Es kehret der Maien, es blühet die Au’. Die Lüfte, sie wehen so milde, so lau. Nur ich kann nicht ziehen von hinnen.

Wenn Alles, was liebet, der Frühling vereint, nur unserer Liebe kein Frühling erscheint, und Thränen sind all ihr Gewinnen, und Thränen sind all ihr Gewinnen, ja all ihr Gewinnen.

An der Stelle im Zyklus, wo Beethoven die Worte nach dem stillen blauen See vertont, erscheint eine Gemütsstimmung, die jeden Zuhörer ergreifen muss, denn hier meldet sich kaum verhüllte Todessehnsucht. Der Dichter sehnt sich danach, „von hinnen zu ziehen“, sich im Tode mit der Geliebten zu vereinen oder, wie es andernorts heißt, „in ihre Arme zu fliegen und seine Seele, von ihr umgeben, ins Reich der Geister zu schicken“. Das Jahr 1817 schließlich, das Jahr des Metronoms, ist zugleich das Jahr, in dem Beethoven laut Carl Czerny vollends taub war. Es ist auch das unproduktivste Jahr in der Laufbahn des Komponisten. Seine ungeheure Schöpferkraft war fast ganz zum Erliegen gekommen. Hinzu kamen in der ersten Hälfte des Jahres Krankheitssymptome aller Art. Als der für den angeschlagenen Komponisten erträglichste Teil des Jahres, der Sommer auf dem Land, zu Ende ging, schien auch Beethoven selbst am Ende seines Lateins.
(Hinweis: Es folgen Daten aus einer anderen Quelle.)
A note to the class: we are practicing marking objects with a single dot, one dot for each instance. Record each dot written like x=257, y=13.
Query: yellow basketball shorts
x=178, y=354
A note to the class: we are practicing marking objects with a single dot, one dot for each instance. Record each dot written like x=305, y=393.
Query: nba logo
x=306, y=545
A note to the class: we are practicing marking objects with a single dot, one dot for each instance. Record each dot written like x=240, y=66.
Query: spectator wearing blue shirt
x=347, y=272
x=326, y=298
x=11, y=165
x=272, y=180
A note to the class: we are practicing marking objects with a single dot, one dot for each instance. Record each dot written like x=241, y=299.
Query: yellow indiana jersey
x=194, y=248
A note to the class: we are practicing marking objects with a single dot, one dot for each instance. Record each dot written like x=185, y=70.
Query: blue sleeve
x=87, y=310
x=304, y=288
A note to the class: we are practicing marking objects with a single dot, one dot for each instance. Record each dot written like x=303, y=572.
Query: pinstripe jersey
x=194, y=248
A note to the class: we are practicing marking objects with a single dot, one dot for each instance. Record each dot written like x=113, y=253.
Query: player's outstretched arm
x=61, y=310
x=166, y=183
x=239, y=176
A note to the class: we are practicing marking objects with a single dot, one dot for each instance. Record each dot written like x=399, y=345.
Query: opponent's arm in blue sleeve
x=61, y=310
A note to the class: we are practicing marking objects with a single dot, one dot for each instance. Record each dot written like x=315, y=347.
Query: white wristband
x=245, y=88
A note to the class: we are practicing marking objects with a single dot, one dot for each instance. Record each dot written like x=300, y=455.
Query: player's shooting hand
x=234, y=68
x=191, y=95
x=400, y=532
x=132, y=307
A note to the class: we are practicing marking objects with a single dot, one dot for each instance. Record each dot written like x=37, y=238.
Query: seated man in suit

Am 9. September schreibt er aus Nußdorf an seinen Freund und nächsten Mitarbeiter Baron Nikolaus von Zmeskall:

Ich probiere ohne Musik alle Tage dem Grabe näher zu kommen.

Es kam aber dann doch ein neuer Tag, denn die Erde kümmert sich bei ihrer täglichen Umdrehung nicht darum, wie ihren Bewohnern zu Mute ist. Am 10. September schreibt Beethoven ein neues Zettelchen an Zmeskall. Darin heißt es:

Dank für Ihren Zeitmesser, - wir wollen sehen, ob sich hinüber damit bis in die Ewigkeit messen lässt……

Von dem Augenblick an ging es Beethoven besser.